A Python+OpenCV implementation similar to Adobe Photoshop's magic wand selection tool.
Displays an image with a tolerance trackbar. A user can click anywhere on the image to select a region with similar colors, where the range of allowable deviation from a color is given by the trackbar value.
import cv2
from magicwand import SelectionWindow
image = cv2.imread('lane.jpg', 0)
window = SelectionWindow('Selection Window', image)
window.show()
example.py An example script showing usage of the module magicwand.py
lane.jpg An example image for the example script
LICENSE.txt MIT license
magicwand.py Main module containing the SelectionWindow class
There are some internal ("private") methods to run the selection task and modify the displayed image, and there are some public methods implemented in magicwand.py
which can help get some information about the accepted selection:
min, max = getMinMax() returns the min and max color inside the selection mean, stddev = getMeanStdDev() returns the mean and standard deviation of color inside the selection
Both functions return two 3-vector numpy arrays if the image is 3-channel, otherwise they return two single values.

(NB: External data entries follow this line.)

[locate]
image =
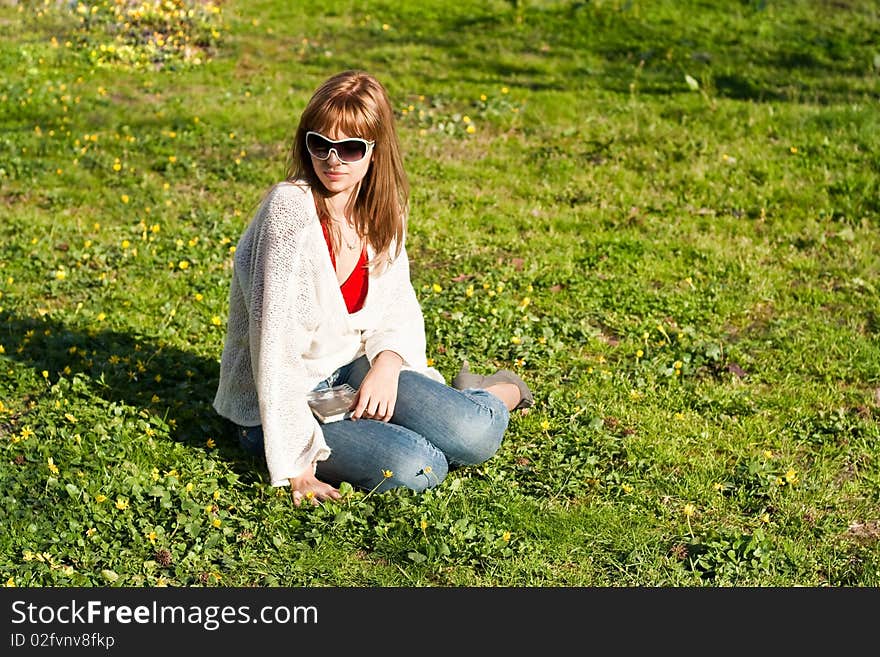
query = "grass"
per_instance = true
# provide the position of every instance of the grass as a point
(664, 215)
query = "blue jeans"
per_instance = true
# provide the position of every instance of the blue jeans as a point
(434, 429)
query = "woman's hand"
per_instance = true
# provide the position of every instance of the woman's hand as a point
(377, 394)
(308, 487)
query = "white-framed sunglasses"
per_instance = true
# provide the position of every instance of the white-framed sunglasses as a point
(349, 151)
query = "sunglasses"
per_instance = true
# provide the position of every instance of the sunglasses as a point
(349, 151)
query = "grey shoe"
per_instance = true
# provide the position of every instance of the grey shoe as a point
(466, 379)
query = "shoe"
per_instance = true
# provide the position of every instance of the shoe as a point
(466, 379)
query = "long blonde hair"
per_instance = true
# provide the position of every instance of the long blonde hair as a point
(356, 104)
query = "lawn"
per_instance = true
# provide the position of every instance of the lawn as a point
(665, 216)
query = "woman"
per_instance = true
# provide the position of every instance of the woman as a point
(321, 296)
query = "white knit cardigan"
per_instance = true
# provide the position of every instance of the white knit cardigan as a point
(289, 328)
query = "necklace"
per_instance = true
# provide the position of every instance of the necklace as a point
(348, 245)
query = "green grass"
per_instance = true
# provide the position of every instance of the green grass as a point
(686, 274)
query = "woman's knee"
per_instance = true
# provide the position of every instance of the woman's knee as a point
(479, 436)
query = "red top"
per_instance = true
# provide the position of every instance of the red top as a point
(354, 289)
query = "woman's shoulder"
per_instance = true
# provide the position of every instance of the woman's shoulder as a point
(289, 192)
(287, 203)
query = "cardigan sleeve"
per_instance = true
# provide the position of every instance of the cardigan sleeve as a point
(402, 327)
(281, 319)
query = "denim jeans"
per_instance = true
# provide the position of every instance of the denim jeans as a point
(434, 429)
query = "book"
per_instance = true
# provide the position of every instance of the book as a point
(332, 404)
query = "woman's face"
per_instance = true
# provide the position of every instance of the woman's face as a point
(339, 176)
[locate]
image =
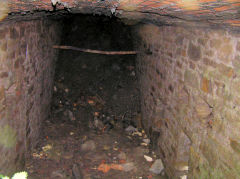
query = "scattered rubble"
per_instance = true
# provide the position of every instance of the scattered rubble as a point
(88, 146)
(157, 167)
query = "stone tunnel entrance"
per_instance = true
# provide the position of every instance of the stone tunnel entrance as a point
(169, 111)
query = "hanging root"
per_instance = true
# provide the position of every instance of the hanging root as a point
(96, 51)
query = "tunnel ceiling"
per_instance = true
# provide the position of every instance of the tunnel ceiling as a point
(213, 12)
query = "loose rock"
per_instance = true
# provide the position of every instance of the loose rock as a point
(157, 167)
(88, 146)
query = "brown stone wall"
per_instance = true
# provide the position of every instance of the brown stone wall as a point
(190, 88)
(26, 77)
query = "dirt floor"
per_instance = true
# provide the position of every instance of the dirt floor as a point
(94, 130)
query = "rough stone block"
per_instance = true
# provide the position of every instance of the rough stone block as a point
(194, 52)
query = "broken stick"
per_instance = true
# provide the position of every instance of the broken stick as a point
(96, 51)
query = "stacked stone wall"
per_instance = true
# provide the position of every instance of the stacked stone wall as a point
(190, 95)
(27, 62)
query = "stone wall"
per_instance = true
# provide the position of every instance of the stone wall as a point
(190, 88)
(26, 75)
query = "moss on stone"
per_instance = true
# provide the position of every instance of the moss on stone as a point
(7, 136)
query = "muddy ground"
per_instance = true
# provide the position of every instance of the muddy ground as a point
(94, 130)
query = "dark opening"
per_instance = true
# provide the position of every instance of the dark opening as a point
(94, 130)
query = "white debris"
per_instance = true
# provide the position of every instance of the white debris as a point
(137, 133)
(183, 177)
(147, 141)
(149, 159)
(55, 2)
(131, 129)
(122, 156)
(157, 167)
(55, 89)
(128, 166)
(88, 146)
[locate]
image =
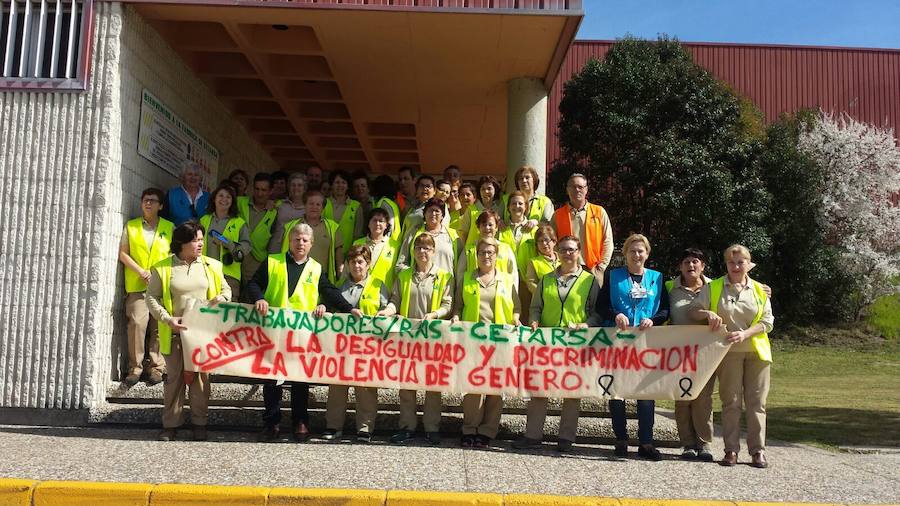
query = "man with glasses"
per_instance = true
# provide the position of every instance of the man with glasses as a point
(188, 201)
(145, 241)
(566, 297)
(589, 223)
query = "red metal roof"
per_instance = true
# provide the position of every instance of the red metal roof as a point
(864, 83)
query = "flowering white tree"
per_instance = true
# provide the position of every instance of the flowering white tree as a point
(860, 213)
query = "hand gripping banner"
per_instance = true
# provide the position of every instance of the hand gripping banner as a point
(666, 362)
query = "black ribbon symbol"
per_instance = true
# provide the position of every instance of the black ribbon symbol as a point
(685, 390)
(605, 382)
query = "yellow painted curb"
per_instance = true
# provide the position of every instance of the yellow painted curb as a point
(411, 498)
(89, 493)
(16, 492)
(174, 495)
(326, 497)
(556, 500)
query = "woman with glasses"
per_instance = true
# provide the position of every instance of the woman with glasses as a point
(489, 193)
(634, 296)
(488, 295)
(565, 297)
(422, 292)
(227, 237)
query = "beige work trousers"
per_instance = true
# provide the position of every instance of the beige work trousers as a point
(431, 412)
(694, 418)
(173, 391)
(481, 414)
(537, 415)
(366, 407)
(743, 377)
(138, 320)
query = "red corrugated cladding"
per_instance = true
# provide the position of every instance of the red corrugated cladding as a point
(865, 83)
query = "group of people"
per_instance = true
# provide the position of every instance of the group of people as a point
(429, 248)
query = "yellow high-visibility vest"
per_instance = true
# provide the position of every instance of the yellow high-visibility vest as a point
(232, 232)
(142, 255)
(503, 304)
(305, 296)
(760, 341)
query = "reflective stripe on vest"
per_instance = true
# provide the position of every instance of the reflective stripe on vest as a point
(232, 232)
(760, 341)
(383, 266)
(144, 257)
(305, 296)
(592, 245)
(330, 227)
(503, 305)
(347, 223)
(562, 313)
(262, 232)
(213, 270)
(405, 279)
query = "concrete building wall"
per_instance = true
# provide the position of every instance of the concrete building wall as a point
(71, 177)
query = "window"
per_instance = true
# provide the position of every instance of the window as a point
(45, 44)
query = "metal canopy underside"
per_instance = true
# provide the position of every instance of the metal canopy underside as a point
(366, 87)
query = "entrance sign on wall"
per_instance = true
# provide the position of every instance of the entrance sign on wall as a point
(169, 142)
(667, 362)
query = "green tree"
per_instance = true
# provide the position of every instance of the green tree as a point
(668, 150)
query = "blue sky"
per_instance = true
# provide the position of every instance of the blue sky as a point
(855, 23)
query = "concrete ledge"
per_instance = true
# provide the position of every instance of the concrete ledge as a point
(16, 492)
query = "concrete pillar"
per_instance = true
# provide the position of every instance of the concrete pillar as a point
(526, 128)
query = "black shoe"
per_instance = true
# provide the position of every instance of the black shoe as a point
(167, 435)
(526, 443)
(401, 436)
(269, 434)
(649, 452)
(332, 435)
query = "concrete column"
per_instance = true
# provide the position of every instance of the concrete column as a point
(526, 128)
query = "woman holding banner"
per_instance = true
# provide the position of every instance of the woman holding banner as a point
(489, 295)
(566, 297)
(227, 238)
(694, 418)
(183, 276)
(368, 295)
(741, 304)
(423, 292)
(633, 296)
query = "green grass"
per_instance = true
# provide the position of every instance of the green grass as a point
(884, 316)
(833, 395)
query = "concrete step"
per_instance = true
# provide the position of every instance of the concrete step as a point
(594, 430)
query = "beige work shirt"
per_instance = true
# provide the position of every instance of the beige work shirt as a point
(188, 282)
(738, 308)
(420, 290)
(487, 294)
(680, 299)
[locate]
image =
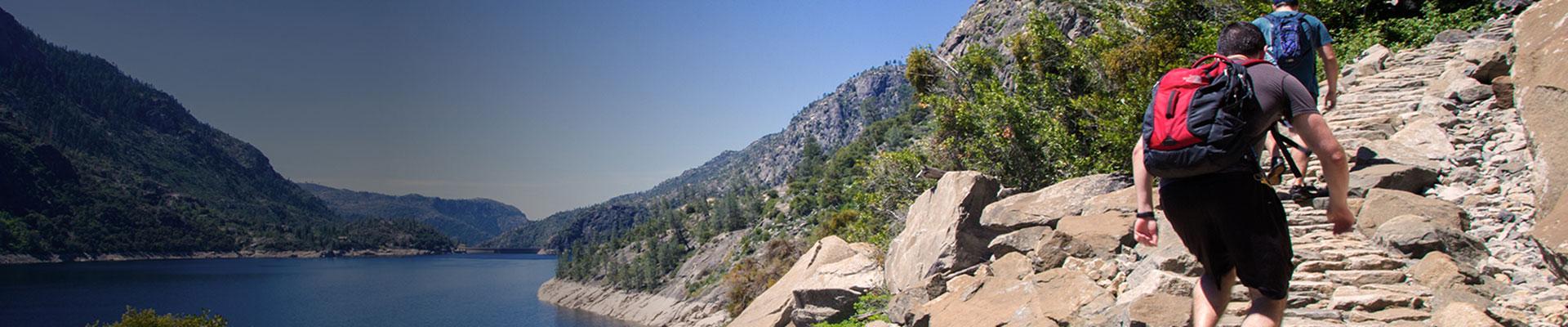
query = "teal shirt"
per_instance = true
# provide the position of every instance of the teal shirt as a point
(1305, 73)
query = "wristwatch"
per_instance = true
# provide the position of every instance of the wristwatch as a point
(1147, 214)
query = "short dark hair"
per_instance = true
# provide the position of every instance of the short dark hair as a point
(1241, 38)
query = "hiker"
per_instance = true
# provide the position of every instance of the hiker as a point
(1293, 40)
(1227, 217)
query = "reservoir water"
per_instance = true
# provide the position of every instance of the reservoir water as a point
(444, 289)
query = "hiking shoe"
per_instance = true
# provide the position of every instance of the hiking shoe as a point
(1305, 194)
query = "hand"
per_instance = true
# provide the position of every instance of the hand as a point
(1147, 231)
(1341, 217)
(1330, 100)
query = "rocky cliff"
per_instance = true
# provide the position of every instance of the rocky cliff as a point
(1445, 190)
(831, 122)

In the future, support will be added to add to the current selection, and maybe subtract as well. Allowing the change of colorspaces may be helpful, but will only make sense if each channel will have their own sliders; having a range of hue values the the same range of saturation values doesn't really make sense otherwise. I may build out the SelectionWindow
class to a more general ImageWindow
class to make it easier for people to add trackbars and mouseclick events and listen to them.